Arcadia-Science / sourmashconsumr

Working with the outputs of sourmash in R
https://arcadia-science.github.io/sourmashconsumr/
Other
25 stars 3 forks source link

functions to read the outputs of sourmash #4

Closed taylorreiter closed 2 years ago

taylorreiter commented 2 years ago
taylorreiter commented 2 years ago

First three addressed in #5

taylorreiter commented 2 years ago

for read_signature_csv, I was thinking of waiting to implement this until sourmash-bio/sourmash#1098 is done (see link above), but I think I can move ahead without it. One flavor of pset plots and rarefaction curves both rely on signatures in csv format, and I'd like to get these implemented sooner rather than later. So, I can either:

  1. write the code around my own sig_to_csv.py scripts with lots of tests, and sub out my stuff when sourmash-bio/sourmash#1098 is done
  2. try and write a json parser that will read signatures into data frames (or tibbles). Needs to be able to parse with and without abundances, with one or multiple kmer sizes, etc.

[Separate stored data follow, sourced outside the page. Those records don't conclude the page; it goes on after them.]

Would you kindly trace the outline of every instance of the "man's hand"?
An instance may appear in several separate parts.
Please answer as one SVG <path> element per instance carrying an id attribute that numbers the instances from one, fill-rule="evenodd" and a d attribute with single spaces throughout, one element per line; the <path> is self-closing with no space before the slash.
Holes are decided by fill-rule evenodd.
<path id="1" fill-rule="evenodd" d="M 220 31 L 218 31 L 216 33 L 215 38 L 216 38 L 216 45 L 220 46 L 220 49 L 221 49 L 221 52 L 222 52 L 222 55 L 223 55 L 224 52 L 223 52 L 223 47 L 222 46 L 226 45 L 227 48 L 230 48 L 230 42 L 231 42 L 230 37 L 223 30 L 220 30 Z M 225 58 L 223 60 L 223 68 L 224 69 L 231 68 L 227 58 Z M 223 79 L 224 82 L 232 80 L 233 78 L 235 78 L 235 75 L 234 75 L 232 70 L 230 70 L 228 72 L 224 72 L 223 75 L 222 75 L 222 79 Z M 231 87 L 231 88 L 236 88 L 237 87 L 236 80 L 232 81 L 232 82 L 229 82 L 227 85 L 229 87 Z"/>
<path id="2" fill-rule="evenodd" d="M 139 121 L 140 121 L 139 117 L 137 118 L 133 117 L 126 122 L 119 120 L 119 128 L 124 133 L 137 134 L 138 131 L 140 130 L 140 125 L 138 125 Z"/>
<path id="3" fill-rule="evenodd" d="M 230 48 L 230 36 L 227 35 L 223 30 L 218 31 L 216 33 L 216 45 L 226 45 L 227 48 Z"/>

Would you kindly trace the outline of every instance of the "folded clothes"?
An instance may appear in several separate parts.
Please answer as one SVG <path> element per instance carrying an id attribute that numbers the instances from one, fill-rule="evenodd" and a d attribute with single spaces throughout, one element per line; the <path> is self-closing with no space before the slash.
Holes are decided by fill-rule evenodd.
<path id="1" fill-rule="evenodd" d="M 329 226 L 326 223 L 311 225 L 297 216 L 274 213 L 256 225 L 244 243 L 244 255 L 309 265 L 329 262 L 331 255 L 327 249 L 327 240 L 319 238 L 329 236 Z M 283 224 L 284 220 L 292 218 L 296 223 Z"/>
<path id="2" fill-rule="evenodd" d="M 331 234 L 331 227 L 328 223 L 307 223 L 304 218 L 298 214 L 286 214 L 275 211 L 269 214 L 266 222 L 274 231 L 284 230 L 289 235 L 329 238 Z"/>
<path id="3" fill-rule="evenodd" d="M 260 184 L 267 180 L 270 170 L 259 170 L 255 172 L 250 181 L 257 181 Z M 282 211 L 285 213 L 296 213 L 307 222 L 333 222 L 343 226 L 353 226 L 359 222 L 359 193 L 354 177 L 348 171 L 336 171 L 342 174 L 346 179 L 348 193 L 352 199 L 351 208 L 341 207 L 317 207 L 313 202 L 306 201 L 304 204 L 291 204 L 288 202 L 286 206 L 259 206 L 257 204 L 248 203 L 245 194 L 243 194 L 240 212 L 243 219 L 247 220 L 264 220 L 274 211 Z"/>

I'll probably try for option 2 first and see how difficult it is.

taylorreiter commented 2 years ago

See #16...it was much simpler than I thought it would be to make read_signature a function and I wish I would have done it years ago.

taylorreiter commented 2 years ago

I'm not sure it's worth writing a function for read_signature_describe...as that's just a csv. Going to close this issue for now since the other stuff is complete!